|
|
|
Alev Alatlı
|
|
|
|
|
|
İlhami Soysal, Masonlar ve Masonluk isimli kitabında şöyle
diyor
: "Komitenin (MBK) en yüksek iki rütbeli askerinden biri Orgeneral Fahri Özdilek bir masondur, başlangıçta sayısı kırk düye düşünülen ve sonuçta 38 kişi ile oluşan komitenin 39. Üyesi Kur. Alb. Ertuğrul Alatlı bir masondur. Komitenin İstanbul Valiliğine atadığı Orgeneral
Refik Tulga
bir masondur. İstanbul Belediye Başkanlığına getirdiği Şefik Erensü bir masondur. Eh, MBK’de durum böyle olunca, bakanlar kurulunda da masonların köşe başlarını tutmalarını yadırgamamak gerekir." (s.423)

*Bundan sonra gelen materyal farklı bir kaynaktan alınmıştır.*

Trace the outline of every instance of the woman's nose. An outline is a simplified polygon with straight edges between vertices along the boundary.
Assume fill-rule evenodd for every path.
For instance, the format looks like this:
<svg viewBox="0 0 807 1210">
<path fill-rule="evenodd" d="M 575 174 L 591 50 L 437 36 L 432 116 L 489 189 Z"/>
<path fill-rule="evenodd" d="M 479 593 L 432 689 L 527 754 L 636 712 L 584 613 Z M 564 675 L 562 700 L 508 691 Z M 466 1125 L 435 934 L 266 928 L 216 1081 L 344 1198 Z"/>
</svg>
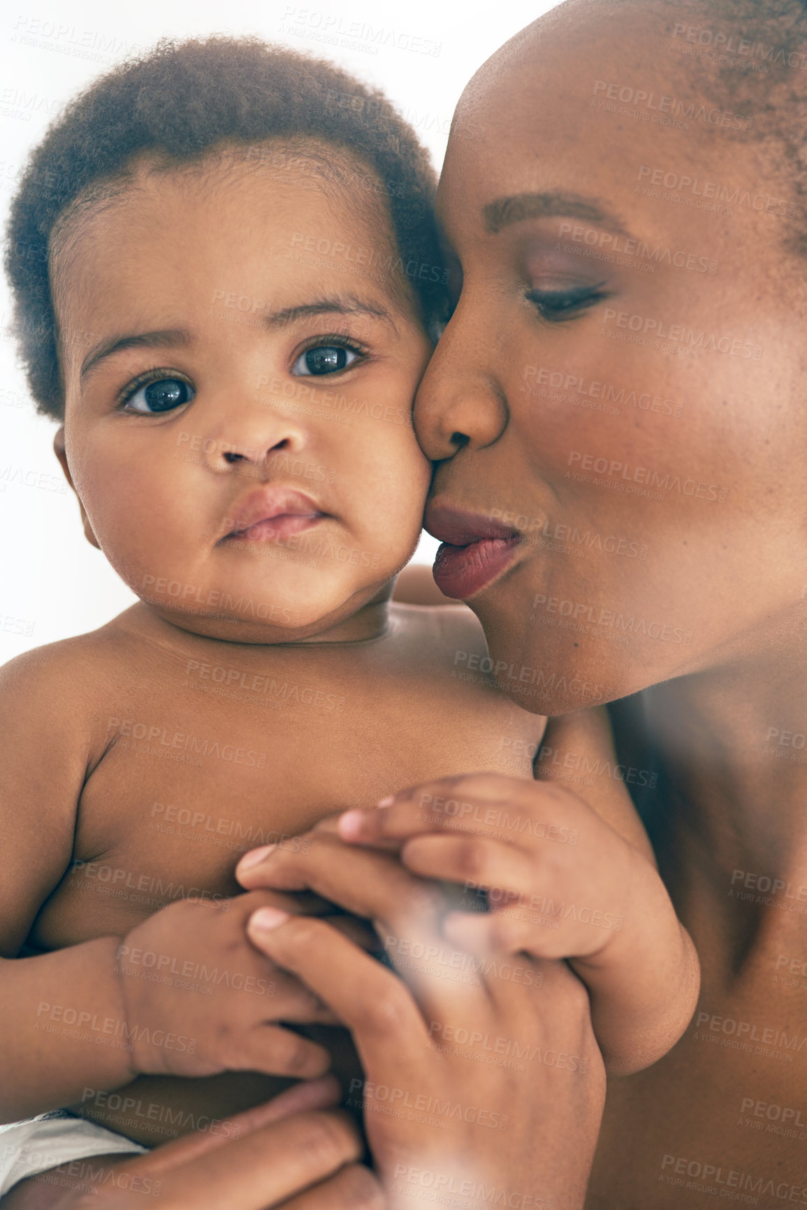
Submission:
<svg viewBox="0 0 807 1210">
<path fill-rule="evenodd" d="M 465 318 L 460 302 L 415 396 L 417 440 L 434 462 L 491 445 L 507 427 L 507 399 L 488 369 L 492 358 L 484 356 L 489 340 Z"/>
</svg>

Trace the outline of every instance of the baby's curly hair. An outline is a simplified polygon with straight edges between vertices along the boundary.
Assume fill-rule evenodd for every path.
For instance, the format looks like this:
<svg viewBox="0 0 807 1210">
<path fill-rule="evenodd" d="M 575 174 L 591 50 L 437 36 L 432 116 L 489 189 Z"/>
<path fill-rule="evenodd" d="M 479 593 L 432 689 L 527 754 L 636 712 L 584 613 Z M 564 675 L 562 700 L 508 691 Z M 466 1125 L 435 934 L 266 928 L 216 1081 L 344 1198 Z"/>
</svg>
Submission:
<svg viewBox="0 0 807 1210">
<path fill-rule="evenodd" d="M 137 156 L 180 167 L 218 148 L 272 140 L 311 144 L 315 162 L 317 146 L 321 160 L 322 146 L 334 146 L 334 162 L 323 167 L 336 182 L 347 178 L 345 163 L 370 169 L 376 200 L 382 195 L 388 203 L 403 272 L 425 325 L 444 316 L 446 275 L 436 271 L 442 260 L 432 211 L 436 173 L 382 92 L 332 63 L 258 38 L 163 39 L 68 105 L 34 150 L 13 200 L 5 263 L 38 411 L 64 415 L 48 252 L 65 213 L 76 202 L 83 208 L 115 192 Z M 411 272 L 413 264 L 428 272 Z"/>
</svg>

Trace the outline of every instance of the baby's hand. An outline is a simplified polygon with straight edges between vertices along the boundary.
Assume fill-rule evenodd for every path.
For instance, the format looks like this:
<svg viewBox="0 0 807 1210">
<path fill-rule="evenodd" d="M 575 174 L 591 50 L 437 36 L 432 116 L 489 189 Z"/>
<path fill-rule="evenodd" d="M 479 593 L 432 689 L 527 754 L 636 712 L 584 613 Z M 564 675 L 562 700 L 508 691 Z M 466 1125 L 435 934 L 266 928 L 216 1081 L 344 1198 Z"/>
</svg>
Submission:
<svg viewBox="0 0 807 1210">
<path fill-rule="evenodd" d="M 273 1024 L 336 1022 L 248 940 L 246 922 L 265 906 L 277 906 L 277 895 L 183 899 L 121 940 L 116 974 L 133 1076 L 261 1071 L 302 1079 L 327 1071 L 324 1047 Z"/>
<path fill-rule="evenodd" d="M 697 1002 L 694 947 L 651 863 L 564 786 L 497 773 L 419 785 L 348 811 L 342 840 L 399 847 L 422 877 L 461 883 L 449 941 L 475 953 L 566 958 L 592 1002 L 613 1074 L 639 1071 L 681 1036 Z M 483 899 L 478 894 L 483 894 Z"/>
</svg>

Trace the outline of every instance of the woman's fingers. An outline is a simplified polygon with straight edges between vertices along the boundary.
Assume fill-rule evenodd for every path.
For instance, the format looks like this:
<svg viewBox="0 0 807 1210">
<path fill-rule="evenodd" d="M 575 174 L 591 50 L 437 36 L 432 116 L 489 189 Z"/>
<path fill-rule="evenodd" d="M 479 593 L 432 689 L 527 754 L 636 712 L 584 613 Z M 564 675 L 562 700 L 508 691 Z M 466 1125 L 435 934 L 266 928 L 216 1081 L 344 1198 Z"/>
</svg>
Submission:
<svg viewBox="0 0 807 1210">
<path fill-rule="evenodd" d="M 485 1001 L 482 981 L 465 969 L 467 956 L 448 946 L 440 934 L 450 904 L 439 886 L 415 877 L 397 858 L 351 848 L 335 834 L 312 832 L 307 839 L 306 853 L 275 849 L 266 854 L 248 870 L 250 882 L 306 882 L 352 911 L 373 917 L 390 962 L 430 1016 L 467 1008 L 471 996 L 480 1004 Z M 298 973 L 295 967 L 288 969 Z M 312 980 L 304 976 L 304 981 L 318 991 Z M 333 1001 L 329 1003 L 338 1012 Z"/>
<path fill-rule="evenodd" d="M 341 1111 L 296 1113 L 260 1127 L 226 1147 L 208 1148 L 186 1162 L 162 1169 L 156 1205 L 165 1210 L 267 1210 L 301 1189 L 333 1176 L 362 1153 L 358 1131 Z M 128 1179 L 143 1175 L 138 1162 L 123 1169 Z M 156 1180 L 150 1181 L 151 1187 Z M 125 1187 L 119 1182 L 119 1188 Z M 143 1183 L 129 1186 L 119 1204 L 105 1210 L 132 1210 L 143 1202 Z"/>
<path fill-rule="evenodd" d="M 362 845 L 399 843 L 430 831 L 461 831 L 491 840 L 530 842 L 532 817 L 546 807 L 575 811 L 581 800 L 563 786 L 501 773 L 466 773 L 402 790 L 369 811 L 339 819 L 342 840 Z M 549 825 L 547 825 L 549 826 Z M 540 834 L 540 830 L 538 830 Z"/>
<path fill-rule="evenodd" d="M 428 1033 L 407 986 L 346 937 L 318 920 L 277 920 L 271 909 L 255 912 L 247 933 L 253 945 L 330 1004 L 353 1032 L 365 1067 L 382 1060 L 394 1065 L 391 1038 L 402 1059 L 411 1050 L 422 1060 Z"/>
<path fill-rule="evenodd" d="M 333 832 L 310 832 L 306 840 L 306 852 L 277 847 L 256 864 L 240 866 L 238 881 L 249 889 L 311 888 L 357 916 L 381 921 L 393 934 L 403 922 L 432 922 L 439 914 L 439 887 L 415 877 L 397 858 L 351 848 Z"/>
<path fill-rule="evenodd" d="M 137 1165 L 138 1171 L 148 1175 L 171 1171 L 171 1169 L 198 1159 L 208 1151 L 223 1147 L 234 1139 L 253 1134 L 255 1130 L 261 1130 L 283 1118 L 293 1117 L 295 1113 L 335 1108 L 341 1096 L 342 1091 L 335 1076 L 301 1081 L 264 1105 L 255 1105 L 250 1110 L 223 1118 L 219 1134 L 212 1134 L 209 1130 L 195 1130 L 180 1139 L 173 1139 L 171 1142 L 155 1147 L 154 1151 L 132 1160 L 132 1163 Z"/>
<path fill-rule="evenodd" d="M 469 835 L 413 836 L 400 851 L 402 863 L 423 878 L 461 882 L 483 889 L 491 906 L 507 906 L 535 887 L 535 855 L 514 845 Z"/>
</svg>

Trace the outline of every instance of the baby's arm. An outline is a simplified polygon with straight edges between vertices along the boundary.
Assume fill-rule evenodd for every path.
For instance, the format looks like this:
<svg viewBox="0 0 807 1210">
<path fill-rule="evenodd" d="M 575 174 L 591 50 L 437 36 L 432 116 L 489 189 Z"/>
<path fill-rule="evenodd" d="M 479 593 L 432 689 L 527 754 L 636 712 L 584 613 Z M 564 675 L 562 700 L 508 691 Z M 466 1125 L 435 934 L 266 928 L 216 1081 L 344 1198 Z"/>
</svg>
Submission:
<svg viewBox="0 0 807 1210">
<path fill-rule="evenodd" d="M 70 868 L 81 790 L 102 756 L 88 721 L 86 655 L 74 659 L 56 646 L 0 669 L 0 1120 L 75 1104 L 86 1088 L 111 1090 L 142 1073 L 319 1076 L 329 1064 L 324 1048 L 272 1022 L 329 1024 L 330 1014 L 244 932 L 252 911 L 277 897 L 183 900 L 122 939 L 16 957 Z M 127 963 L 138 949 L 179 966 L 218 964 L 265 993 L 223 981 L 201 996 L 143 980 Z"/>
<path fill-rule="evenodd" d="M 540 760 L 552 748 L 558 762 Z M 583 800 L 549 768 L 599 762 Z M 570 757 L 566 760 L 566 757 Z M 604 710 L 552 720 L 534 782 L 475 773 L 350 812 L 353 842 L 402 845 L 423 877 L 478 887 L 490 912 L 454 912 L 449 940 L 485 952 L 565 958 L 586 984 L 592 1021 L 611 1074 L 656 1062 L 686 1028 L 699 989 L 692 941 L 679 923 L 624 785 Z M 542 767 L 543 766 L 543 767 Z"/>
<path fill-rule="evenodd" d="M 86 1085 L 133 1077 L 129 1054 L 87 1045 L 79 1021 L 121 1021 L 117 938 L 35 958 L 15 958 L 70 865 L 90 737 L 68 667 L 48 675 L 40 652 L 0 670 L 0 1119 L 57 1108 Z M 82 1014 L 87 1014 L 86 1018 Z M 74 1036 L 75 1035 L 75 1036 Z"/>
</svg>

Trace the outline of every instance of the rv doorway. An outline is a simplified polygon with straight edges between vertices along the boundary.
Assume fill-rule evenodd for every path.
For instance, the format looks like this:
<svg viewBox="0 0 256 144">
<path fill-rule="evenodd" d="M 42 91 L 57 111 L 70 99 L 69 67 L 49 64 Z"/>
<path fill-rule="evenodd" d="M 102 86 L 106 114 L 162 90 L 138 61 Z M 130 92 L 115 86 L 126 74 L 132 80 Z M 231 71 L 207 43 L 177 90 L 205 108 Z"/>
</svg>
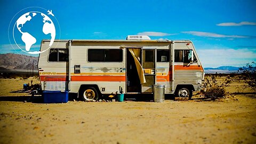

Mason Ertuğru Alatlı’nın yazar ve profesör kızı Alev Alatlı’nın nasıl bir asil aileden geldiğni ispat etmek için uzun uzun anlattığı biyografisinden bir bölüm alayım : "1944’de, Menemen, İzmir’de
doğdum. Babam, Ertuğrul Alatlı, ailesinin izini ikinci Viyana kuşatmasında, kuşatmanın zamanının yanlış olduğunu söyleyerek muhalefet ettiği için zamanın sadrazamı Kara Mustafa Paşa tarafından boynu vurulan Rumeli
Beylerbeyi "İhtiyar" ya da "Uzun" ya da "Arnavut" İbrahim Paşaya kadar sürer. Dedem, İstiklal Savaşı gazisiydi: Prizenli Ahmet Seyfettin Bey. Anne tarafım da Rumellidir. Annemim babası
Selanik kadılarından, Halil İbrahim Uygur. Cumhuriyetten sonra ülkenin muhtelif yerlerinde ağır cezareisi olarak hizmet vermiş. Anne tarafımdan Üsküdarlıyız. Üçüncü Selim’in sermüezzini Sadullah Ağa’ya uzanan bir
geçmişimiz var. Tiyatro yazarı Musahipzade Celal bey, annemin büyük amcasıydı. " (http://www.alevalatli.com/bio.html)
Önce bir soyadı benzerliğine not düşeyim. Tansel-Emin Çölaşan çiftinin can dostu olan Karayalçın’lardan yani Murat Karayalçın’ın eşi Neşe
Hanım’ın kızlık soyadı da Alatlı. Akrabalar mı bilmiyorum.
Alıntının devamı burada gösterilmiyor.